June 16, 2023: Mercury and the crescent moon appear together before sunrise. After sundown, Venus and Mercury are in the western sky.
by Jeffrey L. Hunt
Chicago, Illinois: Sunrise, 5:15 a.m. CDT; Sunset, 8:28 p.m. CDT. Check local sources for sunrise and sunset times for your location. Times are calculated by the U.S. Naval Observatory’s MICA computer program.
Summaries of Current Sky Events
Here is today’s planet forecast:
This morning, bright Jupiter is about 15° above the eastern horizon at one hour before daybreak. It continues to emerge from bright sunlight into a darker morning sky. The planet is slowly moving eastward in front of Aries; Hamal, the constellation’s brightest star, is 11.2° to Jupiter’s upper left.
This morning the crescent moon, 3% illuminated, is very low in the east-northeast, nearly 30° to Jupiter’s lower left. Find a clear horizon in that direction and use a binocular.
The crescent moon appears in the same binocular field as the Pleiades star cluster, 4.7° to the upper right of the moon and nearly 10° above the horizon. The cluster might be visible to the unassisted eye. If you can see it without the binocular’s help, then you can put it in the upper right portion of the field of view. Then the moon appears to the lower left.
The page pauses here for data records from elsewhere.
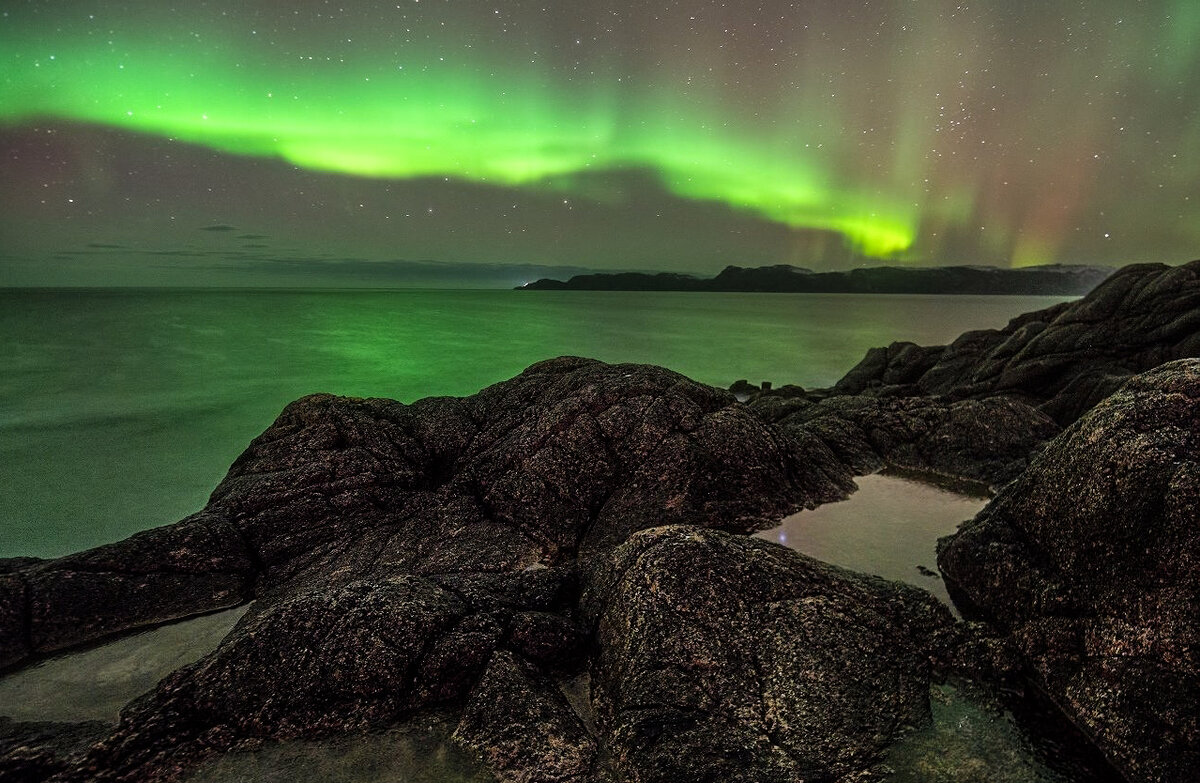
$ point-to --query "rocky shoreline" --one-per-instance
(468, 556)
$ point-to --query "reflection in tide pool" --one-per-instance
(95, 683)
(420, 754)
(967, 741)
(888, 527)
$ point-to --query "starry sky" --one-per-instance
(455, 142)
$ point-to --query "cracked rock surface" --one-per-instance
(730, 658)
(984, 405)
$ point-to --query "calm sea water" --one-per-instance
(121, 410)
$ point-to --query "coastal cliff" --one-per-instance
(1050, 280)
(469, 556)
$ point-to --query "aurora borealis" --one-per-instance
(603, 135)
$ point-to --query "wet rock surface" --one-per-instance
(729, 658)
(467, 556)
(1091, 563)
(982, 406)
(393, 551)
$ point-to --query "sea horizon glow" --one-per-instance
(820, 133)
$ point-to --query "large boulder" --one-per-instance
(1062, 359)
(983, 406)
(395, 553)
(1091, 562)
(989, 440)
(727, 658)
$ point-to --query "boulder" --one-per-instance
(395, 553)
(1063, 359)
(1091, 563)
(727, 658)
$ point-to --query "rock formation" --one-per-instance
(473, 557)
(981, 406)
(1091, 563)
(397, 553)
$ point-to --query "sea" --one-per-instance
(120, 410)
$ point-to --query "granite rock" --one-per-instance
(1091, 563)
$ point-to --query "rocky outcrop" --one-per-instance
(523, 728)
(1061, 360)
(984, 405)
(1091, 563)
(729, 658)
(989, 441)
(396, 553)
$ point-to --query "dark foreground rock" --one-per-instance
(727, 658)
(1091, 562)
(984, 405)
(396, 553)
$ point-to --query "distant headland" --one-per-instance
(1050, 280)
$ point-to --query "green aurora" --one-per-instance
(923, 132)
(466, 121)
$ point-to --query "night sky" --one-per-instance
(453, 142)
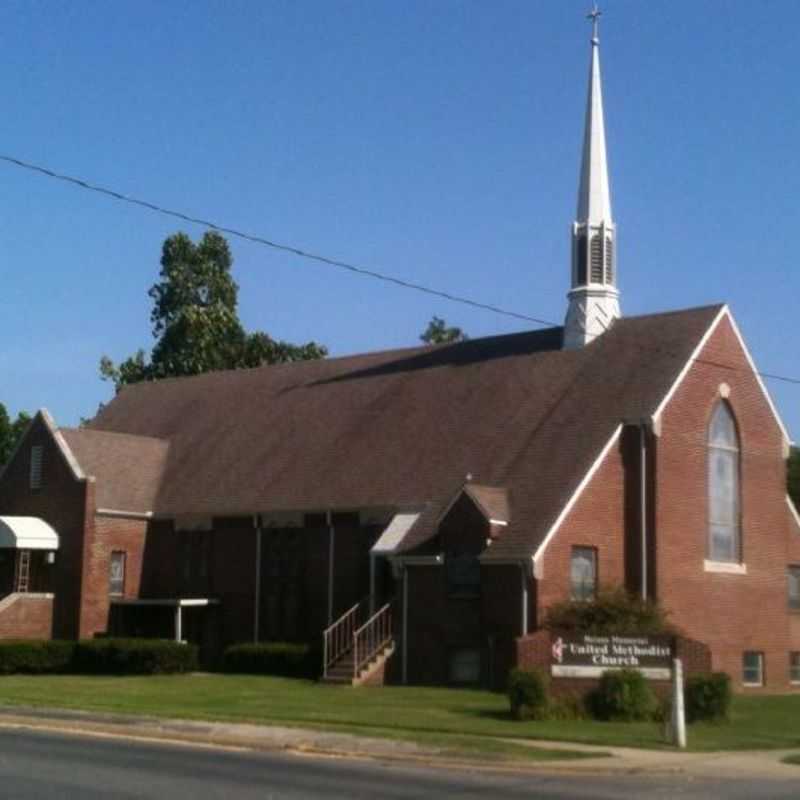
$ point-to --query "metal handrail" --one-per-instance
(337, 638)
(372, 637)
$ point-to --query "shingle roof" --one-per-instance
(128, 468)
(403, 428)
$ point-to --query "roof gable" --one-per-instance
(402, 428)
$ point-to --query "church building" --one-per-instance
(413, 513)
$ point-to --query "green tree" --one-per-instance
(794, 475)
(438, 332)
(11, 432)
(195, 321)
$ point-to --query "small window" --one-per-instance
(465, 666)
(463, 574)
(116, 575)
(37, 452)
(794, 667)
(753, 669)
(583, 573)
(794, 588)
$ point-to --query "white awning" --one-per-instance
(394, 533)
(27, 533)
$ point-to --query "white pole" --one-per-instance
(678, 715)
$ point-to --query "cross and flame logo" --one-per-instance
(558, 650)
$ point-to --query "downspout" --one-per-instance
(257, 607)
(331, 552)
(643, 501)
(524, 584)
(371, 583)
(405, 625)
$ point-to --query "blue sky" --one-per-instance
(438, 141)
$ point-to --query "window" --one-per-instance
(36, 466)
(116, 574)
(465, 666)
(794, 588)
(753, 669)
(794, 667)
(583, 573)
(463, 574)
(723, 487)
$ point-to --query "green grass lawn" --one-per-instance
(445, 717)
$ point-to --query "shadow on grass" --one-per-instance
(486, 713)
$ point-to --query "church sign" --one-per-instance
(589, 656)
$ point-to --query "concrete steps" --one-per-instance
(341, 673)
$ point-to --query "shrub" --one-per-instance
(35, 657)
(527, 694)
(708, 697)
(133, 657)
(613, 611)
(623, 695)
(272, 658)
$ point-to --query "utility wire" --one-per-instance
(333, 262)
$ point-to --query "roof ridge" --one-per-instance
(104, 432)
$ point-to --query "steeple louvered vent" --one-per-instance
(597, 258)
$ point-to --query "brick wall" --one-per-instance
(598, 519)
(104, 536)
(731, 613)
(26, 616)
(439, 623)
(61, 502)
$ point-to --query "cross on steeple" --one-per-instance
(593, 296)
(594, 15)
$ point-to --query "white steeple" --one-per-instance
(593, 297)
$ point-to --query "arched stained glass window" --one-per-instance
(723, 487)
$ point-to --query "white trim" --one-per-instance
(69, 456)
(577, 493)
(185, 602)
(793, 510)
(683, 373)
(726, 567)
(115, 512)
(565, 671)
(419, 561)
(27, 533)
(752, 364)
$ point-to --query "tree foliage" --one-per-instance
(11, 432)
(794, 475)
(195, 321)
(439, 332)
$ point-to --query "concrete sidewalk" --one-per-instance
(243, 736)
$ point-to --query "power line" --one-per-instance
(286, 248)
(333, 262)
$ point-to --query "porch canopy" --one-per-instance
(27, 533)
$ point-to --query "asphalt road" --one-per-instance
(43, 766)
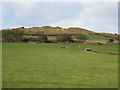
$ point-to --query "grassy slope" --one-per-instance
(90, 37)
(48, 65)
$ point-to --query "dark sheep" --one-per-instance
(88, 49)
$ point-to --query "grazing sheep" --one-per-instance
(87, 49)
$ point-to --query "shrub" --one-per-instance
(7, 36)
(110, 40)
(42, 38)
(17, 34)
(81, 37)
(66, 38)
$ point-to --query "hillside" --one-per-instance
(48, 30)
(53, 31)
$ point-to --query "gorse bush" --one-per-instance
(66, 38)
(81, 37)
(42, 38)
(111, 40)
(7, 36)
(10, 36)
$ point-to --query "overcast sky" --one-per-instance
(95, 16)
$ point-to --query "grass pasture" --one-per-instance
(27, 65)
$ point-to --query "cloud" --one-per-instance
(100, 17)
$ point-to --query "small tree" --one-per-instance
(81, 37)
(65, 38)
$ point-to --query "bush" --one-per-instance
(66, 38)
(12, 35)
(110, 40)
(7, 36)
(18, 35)
(81, 37)
(42, 38)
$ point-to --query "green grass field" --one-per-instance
(27, 65)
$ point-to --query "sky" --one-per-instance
(94, 16)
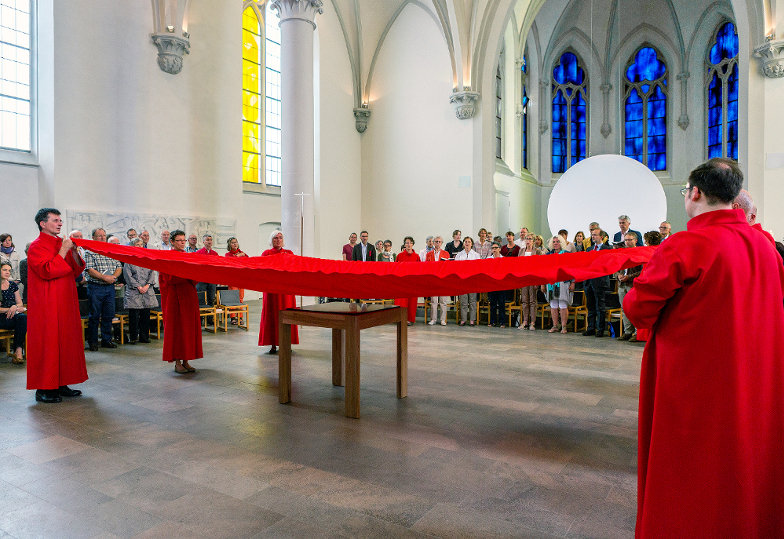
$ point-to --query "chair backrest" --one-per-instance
(229, 298)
At this hour, Saturn is in the south-southeast, about one-third of the way up in the sky from the horizon to overhead, corresponding to 30°. The planet is slowly moving eastward in front of Aquarius.
Fomalhaut, meaning the mouth of the southern fish, is about 20° to Saturn’s lower right and nearly 15° above the horizon.
Watch the moon rise higher through the binocular. By 30 minutes before sunrise, Mercury is nearly 4° above the horizon and 4.9° to the lower left of the lunar crescent. On these mornings when an object is difficult to locate, I note its location compared to distant tree or building. When I return to view the body again, I find the distant reference point and then look for the object.
This is the last call for Mercury for this appearance or apparition. This morning’s view is a challenge but possible. The planet retreats farther into bright sunlight, passing superior conjunction on July 1st and moving toward an unfavorable viewing period in the western evening sky.
Evening Star Venus shines from the western sky during evening twilight. An hour after sundown it is nearly 20° up in the west. It is about midway from Pollux, a Gemini Twin, and Regulus, Leo’s brightest star. The planet is stepping eastward in front of Cancer. Cancer’s stars are difficult to see from the lights in urban and suburban settings.
Mars, dimmer than Venus and about the brightness of Castor, the other Twin, is 5.6° to the upper left of Venus. It is marching eastward, less than 15° to the lower right of Regulus.
The Venus-Mars gap continues to close, but Venus’ eastward rate is slowing. Venus never overtakes Mars. The closest approach, 3.6° occurs on July 29th. Mars passes Regulus on July 10th. Venus stops short of the star; the closest approach is 3.5° on July 16th.
Through a binocular, Venus and Mars are in the same field of view. Shift the view so that Venus is near the center of the field. The Beehive cluster, also known as Praesepe or manger, is to the lower right of the field of view.
From a location free from outdoor lighting Cancer’s dimmer stars are visible to the unaided eye as well as the Beehive. The cluster appears much larger than a Full moon.
Even knowing that Venus does not pass Mars, watch Venus slow its eastward pace and fall short of a conjunction during the next several evenings.